Interruption of immunization services putting tens of millions of children at risk: WHO chief

The World Health Organization (WHO) Director-General Tedros Adhanom Ghebreyesus on Friday warned that the COVID-19 outbreak undermines life-saving immunization services around the world, putting tens of millions of children at risk.

Speaking at a virtual press conference from Geneva, the WHO chief said that as the world comes together to develop a safe and effective vaccine for COVID-19, countries must not forget the dozens of lifesaving vaccines that already exist and must continue to reach children everywhere.

“Initial analysis suggests the provision of routine immunization services is substantially hindered in at least 68 countries and is likely to affect approximately 80 million children under the age of 1 living in these countries,” he said.

“Any suspension of childhood vaccination services is a major threat to life,” the WHO chief added.

He stressed that maintaining people’s trust in the ability of health systems to provide essential services safely is crucial to ensuring people continue to seek care when needed and follow public health advice.
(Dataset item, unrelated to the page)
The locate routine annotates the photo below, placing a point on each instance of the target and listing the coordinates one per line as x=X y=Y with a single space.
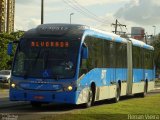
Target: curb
x=13 y=104
x=158 y=88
According to him, the WHO will soon publish new guidance on implementing mass vaccination campaigns in the context of COVID-19.

“Since the turn of the century, child mortality has been halved in large part because of the power of safe and effective vaccination,” he said, adding that the WHO is working with governments around the world to ensure supply chains remain open and lifesaving health services are reaching all communities.